Impact of precisionDecimal on XPath and XQuery

Don Chamberlin, IBM

16 May 2006

XML Schema 1.1 [1] introduces a new primitive datatype called xs:precisionDecimal.

The new type is independent of xs:decimal in the sense that neither is derived from the other. A value of type xs:precisionDecimal includes both a numeric value and a precision (number of significant digits to the right of the decimal point.) For example, the precision of 0.12 might be 2 while the precision of 0.1200 might be 4. The precision of 5000 might be 0 if all its digits are significant, or might be -3 if only its first digit is significant. The new xs:precisionDecimal type is defined to be aligned with the floating-point decimal type expected to be defined in a forthcoming revision of IEEE 754 called "754r" [2]. Like xs:float and xs:double, the new xs:precisionDecimal type includes the special values negative zero, +INF, -INF, and NaN. XML Schema 1.1 defines two lexical representations for xs:precisionDecimal called "decimalPtNumeral" (example: -0.0054) and "scientificNotationNumeral" (example: -5.4E-3). XML Schema 1.1 defines a ‘lexical mapping’ that maps a lexical representation in either decimalPtNumeral or scientificNotationNumeral form into the value space of xs:precisionDecimal (inferring the precision from the number of digits after the decimal point). XML Schema 1.1 also defines a ‘canonical mapping’ that maps a precisionDecimal value into its canonical lexical representation, which may be either a decimalPtNumeral or a scientificNotationNumeral (generally scientific notation is used for very small or very large values; otherwise the decimalPtNumeral format is used.)

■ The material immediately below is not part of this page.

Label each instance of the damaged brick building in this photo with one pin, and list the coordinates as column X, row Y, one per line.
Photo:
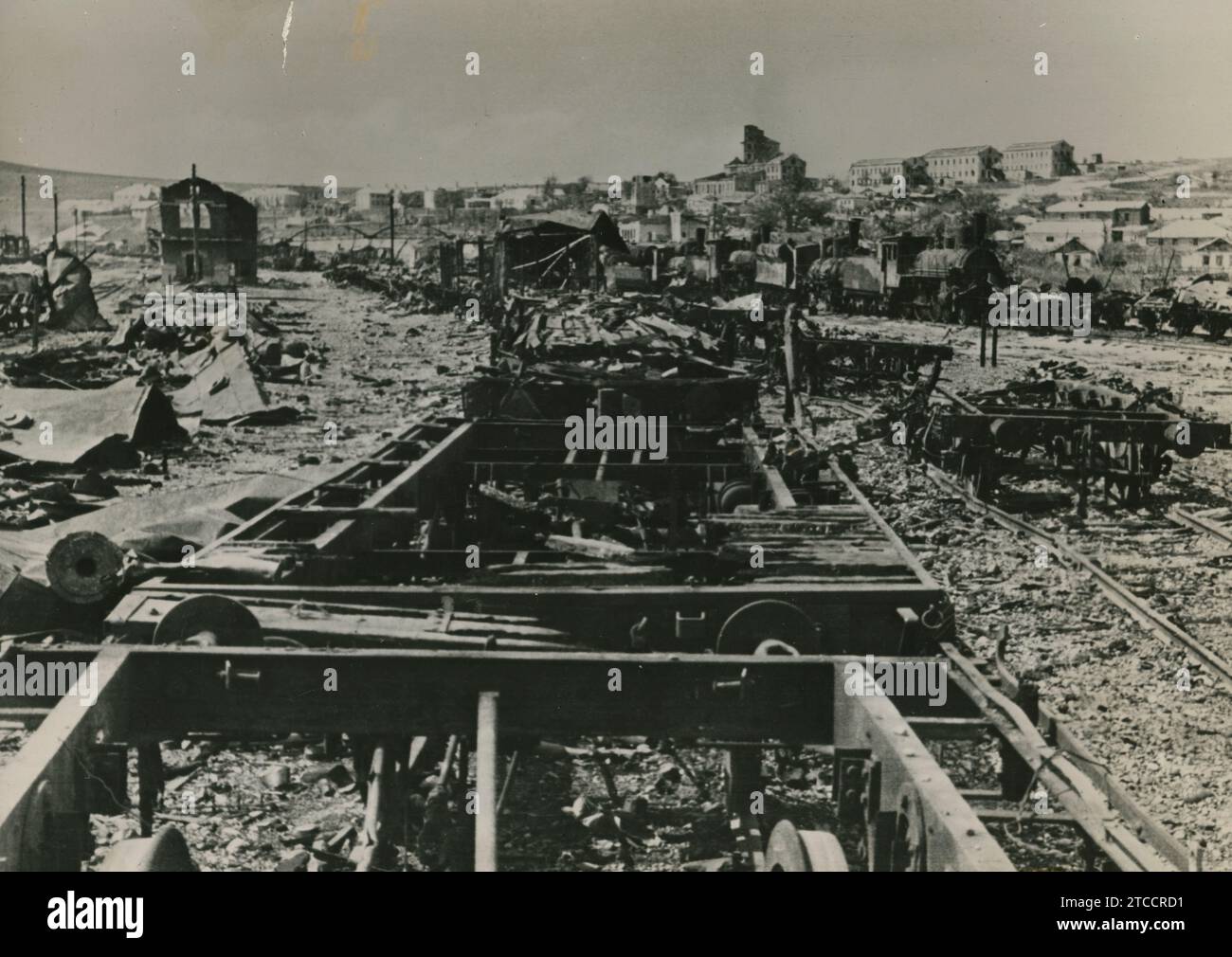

More information about the precisionDecimal type, including motivation for why this type was introduced, can be found in [3].

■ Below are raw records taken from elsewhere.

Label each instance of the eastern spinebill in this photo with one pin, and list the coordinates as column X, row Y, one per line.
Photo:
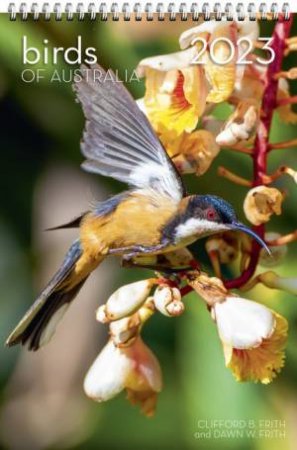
column 154, row 216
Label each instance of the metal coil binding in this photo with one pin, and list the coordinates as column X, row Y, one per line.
column 175, row 10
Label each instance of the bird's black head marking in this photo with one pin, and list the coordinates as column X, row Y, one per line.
column 211, row 208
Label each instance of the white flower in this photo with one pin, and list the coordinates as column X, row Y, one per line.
column 243, row 323
column 278, row 252
column 134, row 368
column 253, row 338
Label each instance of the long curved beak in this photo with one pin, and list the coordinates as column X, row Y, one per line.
column 241, row 227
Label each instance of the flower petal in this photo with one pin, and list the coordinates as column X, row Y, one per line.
column 106, row 377
column 261, row 363
column 243, row 323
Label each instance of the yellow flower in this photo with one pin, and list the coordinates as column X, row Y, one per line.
column 260, row 203
column 168, row 301
column 176, row 92
column 191, row 152
column 251, row 85
column 253, row 339
column 134, row 368
column 263, row 362
column 241, row 125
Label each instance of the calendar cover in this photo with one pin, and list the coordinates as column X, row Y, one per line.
column 148, row 226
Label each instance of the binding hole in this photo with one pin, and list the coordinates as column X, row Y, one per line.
column 137, row 11
column 80, row 12
column 217, row 11
column 240, row 12
column 183, row 11
column 263, row 11
column 35, row 11
column 160, row 11
column 149, row 12
column 58, row 12
column 24, row 12
column 12, row 11
column 274, row 11
column 126, row 12
column 252, row 12
column 115, row 12
column 195, row 12
column 229, row 12
column 46, row 12
column 103, row 12
column 286, row 11
column 206, row 11
column 172, row 12
column 69, row 11
column 92, row 11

This memo explores the impact of the new xs:precisionDecimal type on XPath and XQuery. It identifies some issues that will need to be resolved and explores some alternative solutions. The following conventions are used:

The xs: prefix is generally omitted from the names of types (xs:decimal etc.)
"precisionDecimal" is abbreviated as "pDecimal"
"We" refers to the joint Query and XSLT working groups.

(1) We will need to define where pDecimal fits into the numeric promotion hierarchy. Proposal: put pDecimal between decimal and float. In other words, decimal is promotable to pDecimal, and pDecimal is promotable to float. This has the following implications:

(a) Any function that expects a pDecimal parameter can be called with a decimal or integer argument.

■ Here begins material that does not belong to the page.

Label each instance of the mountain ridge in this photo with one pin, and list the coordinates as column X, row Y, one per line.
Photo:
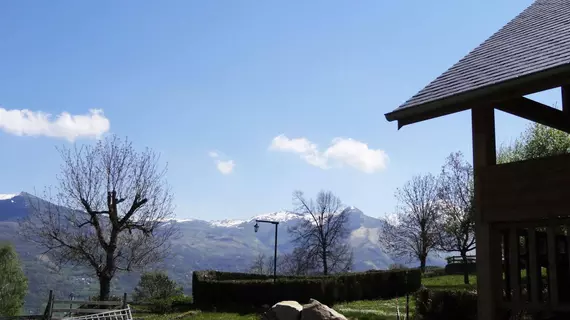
column 229, row 245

(b) Any function that expects a decimal parameter cannot be called with a pDecimal argument. Currently, there are no such functions in the XPath/XQuery built-in function library.

(2) We will need to define the rules for how decimal and integer values are promoted to pDecimal values. One possible way to do this is to convert the input value to its canonical lexical form and then apply the lexical mapping defined by XML Schema 1.1 to convert the lexical form into a pDecimal value. Another possible way is to assume a fixed, implementation-defined precision for each of the existing types, and adopt this as the precision of the resulting pDecimal.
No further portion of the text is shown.